My approach to the park that first day in the lockdown wasn’t new.

Although I do different routes, they are all variations of a number of sidewalks around my house. Some are more north-south one day and others are more zigzag than others. Eventually, I reach the park from the southwest corner, down a street sloping gently from the south.

I turned to the right in the corner.

As my steps stabilized on the path I noticed Hattie maybe twenty meters away.
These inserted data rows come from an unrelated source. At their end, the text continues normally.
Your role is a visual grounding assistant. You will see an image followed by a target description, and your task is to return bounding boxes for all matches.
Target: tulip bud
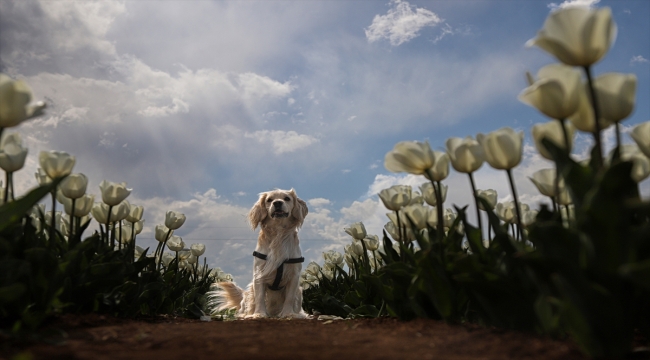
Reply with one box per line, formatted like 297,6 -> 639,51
99,180 -> 131,206
363,235 -> 379,251
63,194 -> 95,217
305,261 -> 320,276
0,133 -> 27,173
119,223 -> 133,244
403,205 -> 429,230
519,64 -> 585,120
526,7 -> 616,66
420,183 -> 449,206
133,219 -> 144,235
476,189 -> 497,211
344,222 -> 366,240
111,201 -> 129,222
59,173 -> 88,199
423,151 -> 449,181
34,168 -> 52,186
154,225 -> 174,243
609,144 -> 650,183
38,151 -> 75,179
90,202 -> 108,224
446,136 -> 485,174
126,205 -> 144,223
594,73 -> 636,122
167,235 -> 185,251
190,244 -> 205,256
476,127 -> 524,170
630,121 -> 650,158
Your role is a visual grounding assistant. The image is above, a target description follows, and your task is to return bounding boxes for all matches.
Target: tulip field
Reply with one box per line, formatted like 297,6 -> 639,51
0,7 -> 650,358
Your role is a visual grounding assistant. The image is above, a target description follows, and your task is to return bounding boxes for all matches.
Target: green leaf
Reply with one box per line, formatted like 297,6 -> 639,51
0,178 -> 62,232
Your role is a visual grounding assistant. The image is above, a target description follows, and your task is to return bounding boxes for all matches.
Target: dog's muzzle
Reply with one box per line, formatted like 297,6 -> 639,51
271,210 -> 289,218
271,201 -> 289,218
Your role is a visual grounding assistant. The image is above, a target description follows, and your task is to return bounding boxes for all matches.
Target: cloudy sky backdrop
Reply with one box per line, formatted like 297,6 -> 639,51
0,0 -> 650,285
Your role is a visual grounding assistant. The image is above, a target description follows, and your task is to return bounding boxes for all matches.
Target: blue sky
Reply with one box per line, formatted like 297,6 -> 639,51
0,0 -> 650,285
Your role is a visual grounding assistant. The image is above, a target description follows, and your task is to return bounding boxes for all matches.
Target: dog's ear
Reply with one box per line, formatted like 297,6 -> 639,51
289,189 -> 309,226
248,193 -> 268,230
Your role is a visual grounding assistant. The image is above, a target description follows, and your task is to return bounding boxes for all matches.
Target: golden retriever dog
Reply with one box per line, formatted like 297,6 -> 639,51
208,189 -> 307,318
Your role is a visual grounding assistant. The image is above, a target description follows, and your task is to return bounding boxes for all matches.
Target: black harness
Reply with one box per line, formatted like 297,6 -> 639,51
253,251 -> 305,291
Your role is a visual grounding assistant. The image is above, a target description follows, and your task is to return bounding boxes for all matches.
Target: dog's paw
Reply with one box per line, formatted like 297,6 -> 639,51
279,311 -> 309,319
244,313 -> 269,319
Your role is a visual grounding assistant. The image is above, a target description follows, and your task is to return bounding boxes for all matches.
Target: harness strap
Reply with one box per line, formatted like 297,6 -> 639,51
253,251 -> 305,291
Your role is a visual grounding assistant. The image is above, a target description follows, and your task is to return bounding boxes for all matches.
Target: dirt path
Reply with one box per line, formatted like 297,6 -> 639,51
0,315 -> 584,360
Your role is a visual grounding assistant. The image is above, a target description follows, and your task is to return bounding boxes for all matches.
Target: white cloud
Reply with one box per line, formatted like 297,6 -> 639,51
244,130 -> 319,155
548,0 -> 600,10
630,55 -> 649,65
39,0 -> 126,54
365,0 -> 443,46
307,198 -> 331,208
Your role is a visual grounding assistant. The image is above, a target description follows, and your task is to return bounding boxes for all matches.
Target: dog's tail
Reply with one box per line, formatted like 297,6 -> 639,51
206,281 -> 244,315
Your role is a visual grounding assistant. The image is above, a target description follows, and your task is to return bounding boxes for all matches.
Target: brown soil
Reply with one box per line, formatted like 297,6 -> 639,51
0,314 -> 585,360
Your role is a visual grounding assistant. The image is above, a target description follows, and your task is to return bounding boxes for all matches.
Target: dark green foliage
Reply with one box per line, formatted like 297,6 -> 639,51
305,140 -> 650,358
0,181 -> 214,333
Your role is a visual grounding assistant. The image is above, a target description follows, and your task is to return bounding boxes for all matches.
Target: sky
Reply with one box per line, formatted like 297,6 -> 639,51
0,0 -> 650,285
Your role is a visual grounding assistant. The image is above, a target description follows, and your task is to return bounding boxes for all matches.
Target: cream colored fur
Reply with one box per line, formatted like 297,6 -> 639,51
208,189 -> 308,318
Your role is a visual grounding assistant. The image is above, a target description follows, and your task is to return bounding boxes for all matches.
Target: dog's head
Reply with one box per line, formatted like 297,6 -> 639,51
248,189 -> 307,230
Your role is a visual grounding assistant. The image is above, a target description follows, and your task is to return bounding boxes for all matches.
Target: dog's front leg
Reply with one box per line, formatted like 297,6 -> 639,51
280,265 -> 307,319
246,279 -> 268,319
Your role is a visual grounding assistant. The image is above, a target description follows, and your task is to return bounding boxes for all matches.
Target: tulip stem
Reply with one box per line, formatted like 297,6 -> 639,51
68,199 -> 77,246
429,178 -> 445,242
392,210 -> 406,261
154,229 -> 170,270
50,190 -> 56,246
558,119 -> 571,155
117,221 -> 122,250
3,171 -> 10,204
584,65 -> 603,170
467,172 -> 483,241
506,169 -> 524,240
129,223 -> 135,262
106,205 -> 115,246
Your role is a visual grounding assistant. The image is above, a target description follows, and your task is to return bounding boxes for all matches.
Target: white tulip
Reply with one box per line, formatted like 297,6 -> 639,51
99,180 -> 131,206
343,222 -> 367,240
0,133 -> 27,173
165,210 -> 185,230
190,244 -> 205,256
518,64 -> 585,120
630,121 -> 650,158
59,173 -> 88,199
446,136 -> 485,173
167,235 -> 185,255
476,189 -> 497,211
594,73 -> 636,122
526,7 -> 616,66
38,151 -> 75,179
476,127 -> 524,170
531,121 -> 574,160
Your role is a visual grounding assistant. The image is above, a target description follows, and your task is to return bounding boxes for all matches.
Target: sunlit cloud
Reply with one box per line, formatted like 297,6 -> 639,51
365,0 -> 443,46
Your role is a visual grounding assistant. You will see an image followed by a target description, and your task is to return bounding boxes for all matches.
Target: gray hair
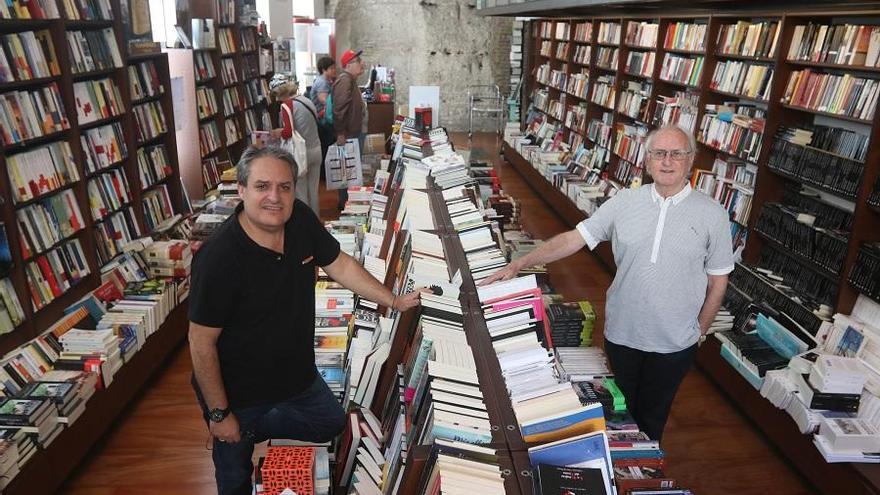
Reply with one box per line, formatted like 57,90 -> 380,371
235,146 -> 299,186
645,124 -> 697,153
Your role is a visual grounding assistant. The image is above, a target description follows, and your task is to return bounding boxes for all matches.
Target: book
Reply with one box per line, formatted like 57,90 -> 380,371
535,464 -> 611,495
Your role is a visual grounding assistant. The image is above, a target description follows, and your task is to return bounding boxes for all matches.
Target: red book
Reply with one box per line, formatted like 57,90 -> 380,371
94,280 -> 122,302
37,256 -> 63,297
64,194 -> 82,231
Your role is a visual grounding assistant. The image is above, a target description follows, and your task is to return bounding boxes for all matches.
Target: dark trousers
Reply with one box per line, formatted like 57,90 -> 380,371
605,340 -> 697,441
199,375 -> 346,495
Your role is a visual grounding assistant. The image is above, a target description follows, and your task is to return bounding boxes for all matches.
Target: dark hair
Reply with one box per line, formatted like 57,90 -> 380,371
235,146 -> 299,186
318,57 -> 336,74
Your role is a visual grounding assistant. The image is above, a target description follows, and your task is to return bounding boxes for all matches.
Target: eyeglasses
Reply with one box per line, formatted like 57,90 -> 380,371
648,150 -> 693,162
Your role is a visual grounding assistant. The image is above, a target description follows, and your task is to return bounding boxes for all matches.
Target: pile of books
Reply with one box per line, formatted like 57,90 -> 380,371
0,398 -> 64,449
547,301 -> 596,347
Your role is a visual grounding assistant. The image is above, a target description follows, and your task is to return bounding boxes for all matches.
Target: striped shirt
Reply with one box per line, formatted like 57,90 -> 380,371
577,184 -> 733,353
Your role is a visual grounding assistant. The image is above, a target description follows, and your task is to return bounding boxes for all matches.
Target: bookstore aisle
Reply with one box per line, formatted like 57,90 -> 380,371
62,135 -> 814,495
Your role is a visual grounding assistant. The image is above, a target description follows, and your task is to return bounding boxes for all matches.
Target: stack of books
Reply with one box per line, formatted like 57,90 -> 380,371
0,398 -> 64,449
547,301 -> 596,347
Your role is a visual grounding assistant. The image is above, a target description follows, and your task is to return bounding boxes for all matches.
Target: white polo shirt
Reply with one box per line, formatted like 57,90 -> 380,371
577,184 -> 734,353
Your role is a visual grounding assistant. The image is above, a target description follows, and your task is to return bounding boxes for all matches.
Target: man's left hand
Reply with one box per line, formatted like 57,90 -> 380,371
391,287 -> 431,313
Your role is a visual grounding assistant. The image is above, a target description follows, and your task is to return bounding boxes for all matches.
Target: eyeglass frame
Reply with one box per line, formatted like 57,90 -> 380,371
646,150 -> 694,162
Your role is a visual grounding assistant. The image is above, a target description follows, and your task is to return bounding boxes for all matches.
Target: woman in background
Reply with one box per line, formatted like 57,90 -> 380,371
269,74 -> 323,218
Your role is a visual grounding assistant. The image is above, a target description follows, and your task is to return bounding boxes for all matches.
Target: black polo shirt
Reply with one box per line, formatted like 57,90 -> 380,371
189,200 -> 339,408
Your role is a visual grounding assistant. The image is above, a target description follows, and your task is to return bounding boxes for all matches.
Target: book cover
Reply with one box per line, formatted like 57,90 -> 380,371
536,464 -> 608,495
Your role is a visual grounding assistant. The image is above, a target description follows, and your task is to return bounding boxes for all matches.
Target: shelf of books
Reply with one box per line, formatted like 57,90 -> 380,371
502,11 -> 880,493
0,0 -> 191,493
193,1 -> 273,195
316,119 -> 704,494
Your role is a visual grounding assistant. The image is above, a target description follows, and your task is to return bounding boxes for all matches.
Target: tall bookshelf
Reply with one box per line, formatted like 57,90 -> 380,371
0,1 -> 182,354
193,1 -> 273,192
0,0 -> 185,493
503,9 -> 880,493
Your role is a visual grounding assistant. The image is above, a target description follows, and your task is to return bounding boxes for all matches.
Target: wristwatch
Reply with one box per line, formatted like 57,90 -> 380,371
208,407 -> 230,423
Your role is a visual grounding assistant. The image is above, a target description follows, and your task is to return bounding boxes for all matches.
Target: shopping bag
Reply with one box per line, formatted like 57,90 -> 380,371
324,139 -> 364,189
281,104 -> 309,179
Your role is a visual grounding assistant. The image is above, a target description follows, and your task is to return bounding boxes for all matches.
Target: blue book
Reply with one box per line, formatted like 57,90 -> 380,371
0,222 -> 12,277
756,314 -> 807,359
529,431 -> 614,493
520,402 -> 605,436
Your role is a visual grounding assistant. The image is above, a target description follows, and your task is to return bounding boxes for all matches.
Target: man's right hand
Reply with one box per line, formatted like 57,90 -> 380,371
208,413 -> 241,443
477,261 -> 521,287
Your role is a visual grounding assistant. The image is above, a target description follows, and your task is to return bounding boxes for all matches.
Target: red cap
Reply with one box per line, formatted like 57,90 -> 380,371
339,50 -> 364,67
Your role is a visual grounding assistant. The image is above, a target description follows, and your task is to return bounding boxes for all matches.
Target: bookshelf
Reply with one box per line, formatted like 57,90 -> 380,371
0,2 -> 182,354
356,164 -> 532,494
0,0 -> 186,493
502,8 -> 880,493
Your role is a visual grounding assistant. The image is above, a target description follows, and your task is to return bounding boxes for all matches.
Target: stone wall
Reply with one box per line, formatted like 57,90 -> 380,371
325,0 -> 513,131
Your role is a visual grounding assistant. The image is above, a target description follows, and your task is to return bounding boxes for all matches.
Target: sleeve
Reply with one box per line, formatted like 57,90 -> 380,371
576,190 -> 627,249
189,247 -> 238,328
333,76 -> 352,135
302,200 -> 341,266
281,102 -> 293,139
706,206 -> 733,275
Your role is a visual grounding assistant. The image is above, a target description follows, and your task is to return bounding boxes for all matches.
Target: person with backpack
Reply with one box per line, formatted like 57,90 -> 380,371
328,50 -> 367,211
309,57 -> 337,177
269,74 -> 324,218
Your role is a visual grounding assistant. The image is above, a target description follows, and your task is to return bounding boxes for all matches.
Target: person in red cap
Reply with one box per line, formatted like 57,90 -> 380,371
332,50 -> 367,211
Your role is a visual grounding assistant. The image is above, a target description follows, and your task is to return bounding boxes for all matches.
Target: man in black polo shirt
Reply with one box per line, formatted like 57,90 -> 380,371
189,147 -> 419,495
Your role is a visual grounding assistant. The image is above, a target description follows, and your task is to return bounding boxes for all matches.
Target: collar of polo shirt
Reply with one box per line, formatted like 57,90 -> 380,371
651,182 -> 692,205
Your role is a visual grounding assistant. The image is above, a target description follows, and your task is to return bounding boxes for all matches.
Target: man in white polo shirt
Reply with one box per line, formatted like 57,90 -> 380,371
485,126 -> 734,440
She noticed me just a fraction of a second later.

But her reaction was lightning quick. She looked like someone running away from a murderer. Before I could understand what was going on, she was a few meters away from the path in the vacant lawn of the park. It was strange. It was sad, yet I smiled. Here is someone I have a slim chance of ever getting to know, let alone understand. Just a few days before, her whole demeanor was of one who couldn’t care less about anyone around. It was hard to imagine anything other than the pandemic to have shattered her façade. I had reason to believe that she shouldn’t be so alarmed. But there was nothing in that moment that could make a difference. I kept running and Hattie was off to her day.

The pandemic, as its designation implies, reached all corners of the world. Although the toll in actual lives is marginal, the implications are devastating. A global threat to humanity is a powerful reminder of how fragile we actually are. One walker runs in fear. Millions of other human beings express their fear in one way or the other. Just like my engagement with Hattie was a lost cause, so can I imagine millions of others watching their fellow human beings crumble under the weight of fear. The scope of fear transforms it from a feeling into a reality. If our fear of death is so tangible we might as well be dead already. The fact that I am still typing these words is no consolation.

Not that I am mourning anyone or anything. I’m observing this fear of death with a curious mind. Life and death are but a thought in the form of a few letters and words.